Goal-Oriented Orchestration of Communication and Computing in Collaborative Intelligence Systems

Qiaomei Han, The University of Western Ontario

Abstract

Collaborative Intelligence (CI) leverages distributed resources across interconnected devices to enhance decision-making capabilities. Propelled by rapid advancements in Artificial Intelligence and communication technologies, CI holds great promises for enabling diverse vertical applications, such as Distributed Machine Learning (DML) and intelligent transportation systems. While CI reduces reliance on centralized servers, it necessitates a paradigm shift toward integrated communication and computing, which raises a critical question: How do we orchestrate communication and computing to achieve seamless synergy, rather than treating them as loosely connected components? This challenge stems from the mismatch between application-layer demands, such as real-time processing, and physical-layer constraints, including resource availability, and leads to several key bottlenecks: resource contention from multidimensional demands, inefficiencies due to overlooked dependencies in integrated tasks, conflicts between global and local objectives driven by heterogeneity, and inadaptivity to dynamic conditions. To overcome these, this thesis proposes goal-oriented orchestration strategies of communication and computing for effective, efficient and adaptive CI systems.

Initially, to address overlooked dependencies, a concurrent communication-dependent computing task mechanism is introduced for DML applications, which models multidimensional requirements and defines a utility function to quantify the dependencies between communication and computing. By optimizing the utility, we formulate a task orchestration and resource management problem and solve it using auxiliary graphs and multi-agent reinforcement learning to deal with incomplete system information concerns in distributed decision-making.

Moreover, to accommodate evolving objectives and conditions in split learning, a hypergraph-aided model splitting mechanism is proposed to coordinate coupled tasks, including data preprocessing, model partition and resource management.
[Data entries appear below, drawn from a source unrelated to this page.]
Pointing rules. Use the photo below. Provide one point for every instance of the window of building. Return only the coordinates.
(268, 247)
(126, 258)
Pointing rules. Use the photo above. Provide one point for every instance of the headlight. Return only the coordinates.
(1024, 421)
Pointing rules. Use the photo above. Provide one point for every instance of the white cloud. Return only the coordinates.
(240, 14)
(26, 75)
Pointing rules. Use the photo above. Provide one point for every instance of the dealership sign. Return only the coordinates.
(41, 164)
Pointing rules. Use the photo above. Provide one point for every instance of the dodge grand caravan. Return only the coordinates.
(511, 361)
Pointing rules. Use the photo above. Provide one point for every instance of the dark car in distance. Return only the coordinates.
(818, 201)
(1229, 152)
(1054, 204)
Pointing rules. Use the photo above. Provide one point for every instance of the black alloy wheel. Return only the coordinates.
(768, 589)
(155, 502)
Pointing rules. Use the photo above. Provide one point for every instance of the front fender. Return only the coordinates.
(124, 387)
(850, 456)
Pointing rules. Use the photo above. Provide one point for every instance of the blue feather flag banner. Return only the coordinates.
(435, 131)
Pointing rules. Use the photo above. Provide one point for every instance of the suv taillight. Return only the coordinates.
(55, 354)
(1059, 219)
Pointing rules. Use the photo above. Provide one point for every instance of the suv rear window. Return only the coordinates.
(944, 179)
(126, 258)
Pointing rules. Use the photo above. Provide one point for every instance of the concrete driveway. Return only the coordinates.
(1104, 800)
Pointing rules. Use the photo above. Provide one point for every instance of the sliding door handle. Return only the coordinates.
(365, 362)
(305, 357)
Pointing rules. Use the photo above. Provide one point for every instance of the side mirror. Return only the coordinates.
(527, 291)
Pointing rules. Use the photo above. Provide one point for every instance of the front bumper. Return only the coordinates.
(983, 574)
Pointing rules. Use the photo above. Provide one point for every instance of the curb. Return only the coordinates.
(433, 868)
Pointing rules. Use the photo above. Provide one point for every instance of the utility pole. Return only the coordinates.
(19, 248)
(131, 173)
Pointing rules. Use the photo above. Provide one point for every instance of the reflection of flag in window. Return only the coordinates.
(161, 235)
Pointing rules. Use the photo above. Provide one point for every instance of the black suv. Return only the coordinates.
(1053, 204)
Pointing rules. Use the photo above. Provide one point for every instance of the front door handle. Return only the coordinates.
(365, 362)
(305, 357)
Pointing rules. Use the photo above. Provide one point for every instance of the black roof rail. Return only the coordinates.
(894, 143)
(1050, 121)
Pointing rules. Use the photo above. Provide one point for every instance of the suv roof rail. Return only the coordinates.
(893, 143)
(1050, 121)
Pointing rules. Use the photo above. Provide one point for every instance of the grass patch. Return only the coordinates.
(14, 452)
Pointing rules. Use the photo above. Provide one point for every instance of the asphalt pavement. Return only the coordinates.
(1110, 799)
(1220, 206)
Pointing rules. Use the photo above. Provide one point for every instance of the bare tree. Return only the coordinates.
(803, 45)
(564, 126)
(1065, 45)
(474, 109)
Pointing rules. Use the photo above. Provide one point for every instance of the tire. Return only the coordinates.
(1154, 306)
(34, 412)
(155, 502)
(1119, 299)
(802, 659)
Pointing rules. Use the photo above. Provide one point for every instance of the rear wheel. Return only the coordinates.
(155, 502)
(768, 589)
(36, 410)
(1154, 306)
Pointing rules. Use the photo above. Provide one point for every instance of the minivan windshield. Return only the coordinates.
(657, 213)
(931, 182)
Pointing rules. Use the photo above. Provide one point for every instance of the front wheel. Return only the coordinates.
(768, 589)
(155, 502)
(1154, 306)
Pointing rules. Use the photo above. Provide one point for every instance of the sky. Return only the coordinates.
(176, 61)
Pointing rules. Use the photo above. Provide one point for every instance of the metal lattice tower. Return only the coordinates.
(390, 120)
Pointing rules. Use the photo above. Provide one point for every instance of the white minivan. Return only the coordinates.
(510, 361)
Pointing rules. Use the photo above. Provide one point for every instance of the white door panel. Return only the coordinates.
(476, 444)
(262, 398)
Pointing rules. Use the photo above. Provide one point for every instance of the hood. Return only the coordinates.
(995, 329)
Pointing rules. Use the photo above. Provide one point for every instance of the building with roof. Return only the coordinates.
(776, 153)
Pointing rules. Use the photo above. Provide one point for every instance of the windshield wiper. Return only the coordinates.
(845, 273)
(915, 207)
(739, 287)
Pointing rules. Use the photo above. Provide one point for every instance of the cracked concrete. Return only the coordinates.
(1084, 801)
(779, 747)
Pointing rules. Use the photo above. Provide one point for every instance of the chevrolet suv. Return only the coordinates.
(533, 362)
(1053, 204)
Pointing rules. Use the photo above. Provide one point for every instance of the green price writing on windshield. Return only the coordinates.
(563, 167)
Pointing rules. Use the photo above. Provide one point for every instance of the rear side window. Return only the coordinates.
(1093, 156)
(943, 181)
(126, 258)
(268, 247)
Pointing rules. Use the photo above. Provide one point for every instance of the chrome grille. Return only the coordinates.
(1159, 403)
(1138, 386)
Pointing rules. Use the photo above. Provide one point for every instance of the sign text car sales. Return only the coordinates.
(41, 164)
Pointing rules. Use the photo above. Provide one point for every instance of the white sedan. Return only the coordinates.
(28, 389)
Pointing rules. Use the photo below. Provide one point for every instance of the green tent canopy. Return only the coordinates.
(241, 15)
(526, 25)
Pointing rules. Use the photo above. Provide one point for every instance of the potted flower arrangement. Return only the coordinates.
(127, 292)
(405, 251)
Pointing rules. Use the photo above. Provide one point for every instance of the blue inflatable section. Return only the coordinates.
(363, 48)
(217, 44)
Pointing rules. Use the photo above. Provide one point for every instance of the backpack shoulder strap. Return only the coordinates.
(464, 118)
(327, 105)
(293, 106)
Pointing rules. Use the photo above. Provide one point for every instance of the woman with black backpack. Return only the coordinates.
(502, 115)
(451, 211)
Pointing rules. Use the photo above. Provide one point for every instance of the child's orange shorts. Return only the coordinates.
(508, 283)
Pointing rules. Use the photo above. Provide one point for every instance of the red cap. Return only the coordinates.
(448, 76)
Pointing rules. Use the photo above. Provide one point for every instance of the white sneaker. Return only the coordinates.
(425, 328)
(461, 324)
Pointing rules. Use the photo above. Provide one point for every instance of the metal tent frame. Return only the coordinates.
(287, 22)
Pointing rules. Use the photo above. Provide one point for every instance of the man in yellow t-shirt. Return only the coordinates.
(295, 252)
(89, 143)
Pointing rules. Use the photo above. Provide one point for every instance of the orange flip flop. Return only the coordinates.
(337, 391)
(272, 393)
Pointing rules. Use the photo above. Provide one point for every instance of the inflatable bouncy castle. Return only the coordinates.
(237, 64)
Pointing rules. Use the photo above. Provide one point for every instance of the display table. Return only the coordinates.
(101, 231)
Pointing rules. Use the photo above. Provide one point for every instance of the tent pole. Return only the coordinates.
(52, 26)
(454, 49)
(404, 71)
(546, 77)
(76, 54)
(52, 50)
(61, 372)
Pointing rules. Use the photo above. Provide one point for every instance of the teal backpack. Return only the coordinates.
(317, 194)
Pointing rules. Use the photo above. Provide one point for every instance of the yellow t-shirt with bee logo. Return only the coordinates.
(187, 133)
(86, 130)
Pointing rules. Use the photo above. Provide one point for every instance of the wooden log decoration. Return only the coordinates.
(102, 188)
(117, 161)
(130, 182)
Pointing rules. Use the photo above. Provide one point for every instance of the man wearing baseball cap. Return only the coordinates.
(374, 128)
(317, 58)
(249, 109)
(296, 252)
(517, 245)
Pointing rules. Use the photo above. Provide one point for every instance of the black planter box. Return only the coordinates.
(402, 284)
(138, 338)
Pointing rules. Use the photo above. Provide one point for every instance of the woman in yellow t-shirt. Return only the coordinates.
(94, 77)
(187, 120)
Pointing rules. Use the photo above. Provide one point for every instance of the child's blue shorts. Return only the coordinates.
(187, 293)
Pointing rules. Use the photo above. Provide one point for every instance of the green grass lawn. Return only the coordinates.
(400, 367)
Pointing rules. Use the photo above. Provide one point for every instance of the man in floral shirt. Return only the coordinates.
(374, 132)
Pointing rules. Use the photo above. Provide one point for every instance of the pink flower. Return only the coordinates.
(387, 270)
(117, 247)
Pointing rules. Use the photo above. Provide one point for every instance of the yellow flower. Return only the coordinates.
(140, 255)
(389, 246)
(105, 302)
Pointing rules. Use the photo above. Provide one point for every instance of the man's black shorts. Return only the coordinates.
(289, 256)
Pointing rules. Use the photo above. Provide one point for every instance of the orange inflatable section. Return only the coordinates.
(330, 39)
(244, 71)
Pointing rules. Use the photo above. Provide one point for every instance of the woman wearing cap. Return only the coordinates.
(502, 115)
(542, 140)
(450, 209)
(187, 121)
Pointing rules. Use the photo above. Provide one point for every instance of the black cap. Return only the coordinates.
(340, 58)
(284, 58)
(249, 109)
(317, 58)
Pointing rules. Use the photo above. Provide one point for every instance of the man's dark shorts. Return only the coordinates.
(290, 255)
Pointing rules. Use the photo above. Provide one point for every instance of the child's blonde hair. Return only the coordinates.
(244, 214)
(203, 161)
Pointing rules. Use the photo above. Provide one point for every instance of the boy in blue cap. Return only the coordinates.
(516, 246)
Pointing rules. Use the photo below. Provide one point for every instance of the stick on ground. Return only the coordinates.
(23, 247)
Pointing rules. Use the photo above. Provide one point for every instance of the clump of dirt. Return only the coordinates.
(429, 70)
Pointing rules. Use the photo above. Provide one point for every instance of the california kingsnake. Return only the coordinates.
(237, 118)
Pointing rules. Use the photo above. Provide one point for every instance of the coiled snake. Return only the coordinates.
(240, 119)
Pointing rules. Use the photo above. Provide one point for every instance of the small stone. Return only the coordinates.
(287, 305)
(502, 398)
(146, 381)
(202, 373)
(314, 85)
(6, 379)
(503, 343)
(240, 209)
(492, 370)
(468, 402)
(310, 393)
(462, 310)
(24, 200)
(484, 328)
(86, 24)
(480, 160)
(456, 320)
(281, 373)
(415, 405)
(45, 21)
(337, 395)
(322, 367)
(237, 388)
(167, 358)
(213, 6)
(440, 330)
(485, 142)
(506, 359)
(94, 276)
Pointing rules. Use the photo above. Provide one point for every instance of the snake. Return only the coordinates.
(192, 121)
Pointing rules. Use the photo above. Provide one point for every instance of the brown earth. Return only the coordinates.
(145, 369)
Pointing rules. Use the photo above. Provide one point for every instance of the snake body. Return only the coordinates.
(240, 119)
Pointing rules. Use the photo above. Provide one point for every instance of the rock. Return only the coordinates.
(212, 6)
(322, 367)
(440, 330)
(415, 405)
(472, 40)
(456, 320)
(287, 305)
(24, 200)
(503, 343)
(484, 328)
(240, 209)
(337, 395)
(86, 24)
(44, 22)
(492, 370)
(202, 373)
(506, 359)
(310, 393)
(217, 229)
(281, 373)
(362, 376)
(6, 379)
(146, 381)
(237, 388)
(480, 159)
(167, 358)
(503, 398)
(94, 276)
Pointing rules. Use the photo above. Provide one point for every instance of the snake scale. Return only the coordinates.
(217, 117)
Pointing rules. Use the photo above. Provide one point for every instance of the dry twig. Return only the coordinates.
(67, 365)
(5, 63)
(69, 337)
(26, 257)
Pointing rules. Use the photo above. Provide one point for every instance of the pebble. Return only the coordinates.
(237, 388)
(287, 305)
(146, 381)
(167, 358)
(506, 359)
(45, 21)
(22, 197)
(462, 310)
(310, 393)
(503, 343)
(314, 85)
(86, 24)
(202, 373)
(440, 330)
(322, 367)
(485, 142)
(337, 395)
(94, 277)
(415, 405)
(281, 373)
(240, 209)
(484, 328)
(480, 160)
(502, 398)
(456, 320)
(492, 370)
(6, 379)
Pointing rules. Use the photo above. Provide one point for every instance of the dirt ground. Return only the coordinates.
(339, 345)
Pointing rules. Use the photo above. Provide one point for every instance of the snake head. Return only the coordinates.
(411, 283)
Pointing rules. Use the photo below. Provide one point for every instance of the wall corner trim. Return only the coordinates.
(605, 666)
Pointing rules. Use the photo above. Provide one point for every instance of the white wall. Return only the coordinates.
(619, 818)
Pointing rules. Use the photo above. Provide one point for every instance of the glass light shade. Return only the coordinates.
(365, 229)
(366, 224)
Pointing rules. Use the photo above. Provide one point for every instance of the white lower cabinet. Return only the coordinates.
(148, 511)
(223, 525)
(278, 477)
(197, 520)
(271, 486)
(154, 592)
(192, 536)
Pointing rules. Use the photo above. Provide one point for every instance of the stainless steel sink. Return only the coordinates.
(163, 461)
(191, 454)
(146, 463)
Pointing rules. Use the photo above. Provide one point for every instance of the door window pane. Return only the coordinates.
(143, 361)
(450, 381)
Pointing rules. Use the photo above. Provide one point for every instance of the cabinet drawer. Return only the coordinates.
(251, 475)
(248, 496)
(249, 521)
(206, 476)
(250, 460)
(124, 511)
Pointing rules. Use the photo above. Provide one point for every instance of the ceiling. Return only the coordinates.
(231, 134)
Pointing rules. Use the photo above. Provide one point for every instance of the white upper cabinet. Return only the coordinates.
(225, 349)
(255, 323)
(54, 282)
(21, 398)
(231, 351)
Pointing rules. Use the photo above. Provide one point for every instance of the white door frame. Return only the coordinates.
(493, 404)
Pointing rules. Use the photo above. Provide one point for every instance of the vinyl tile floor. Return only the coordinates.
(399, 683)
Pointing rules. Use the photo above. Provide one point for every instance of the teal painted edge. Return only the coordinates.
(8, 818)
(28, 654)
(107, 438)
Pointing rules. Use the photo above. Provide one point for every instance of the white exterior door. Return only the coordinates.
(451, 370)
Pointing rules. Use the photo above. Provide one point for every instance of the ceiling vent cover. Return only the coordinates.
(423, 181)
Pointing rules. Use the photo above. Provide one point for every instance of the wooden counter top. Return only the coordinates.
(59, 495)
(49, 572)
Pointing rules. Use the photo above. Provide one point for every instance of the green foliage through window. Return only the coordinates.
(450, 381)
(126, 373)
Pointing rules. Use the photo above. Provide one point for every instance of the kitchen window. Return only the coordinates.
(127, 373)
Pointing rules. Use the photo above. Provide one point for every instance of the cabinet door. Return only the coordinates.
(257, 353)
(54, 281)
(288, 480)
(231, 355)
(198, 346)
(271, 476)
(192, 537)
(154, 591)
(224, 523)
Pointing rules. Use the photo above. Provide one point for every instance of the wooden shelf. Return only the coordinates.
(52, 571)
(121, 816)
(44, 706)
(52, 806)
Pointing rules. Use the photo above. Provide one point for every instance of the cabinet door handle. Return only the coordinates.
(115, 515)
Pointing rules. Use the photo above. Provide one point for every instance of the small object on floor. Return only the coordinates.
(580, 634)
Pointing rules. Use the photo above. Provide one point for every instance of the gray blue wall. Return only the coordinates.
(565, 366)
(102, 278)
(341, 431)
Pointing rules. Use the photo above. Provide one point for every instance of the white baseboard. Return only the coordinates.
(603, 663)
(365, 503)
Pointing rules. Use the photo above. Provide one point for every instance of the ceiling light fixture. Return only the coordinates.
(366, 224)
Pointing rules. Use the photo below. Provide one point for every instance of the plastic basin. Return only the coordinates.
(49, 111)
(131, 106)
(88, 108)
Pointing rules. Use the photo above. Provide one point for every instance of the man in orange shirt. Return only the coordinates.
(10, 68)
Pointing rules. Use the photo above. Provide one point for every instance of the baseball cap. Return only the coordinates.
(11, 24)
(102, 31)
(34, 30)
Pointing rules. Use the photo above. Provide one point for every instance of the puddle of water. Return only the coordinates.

Hypergraphs model the higher-order dependencies between performance objectives and coordination schemes, reducing computational complexity. A meta reinforcement learning algorithm further enables rapid adaptation to varying resource conditions and objectives, reducing frequent retraining.

Furthermore, to balance global-local objectives in federated learning, we design an adaptive federated meta learning framework that dynamically integrates heterogeneous device-specific conditions (computation/data/communication) into multimodal learning, to ensure global model accuracy and time cost, while enabling local adaptation via meta parameters. Similarly, for heterogeneous vehicles in collaborative perception, their locally extracted features can be spatiotemporally misaligned due to unsynchronized clocks, mobility, etc., degrading fusion accuracy and resource efficiency. We overcome these by proposing a feature-oriented resource management mechanism based on spatio-temporal alignment for collaborative perception. Simulations show significant improvements in the accuracy and efficiency of collaborative perception.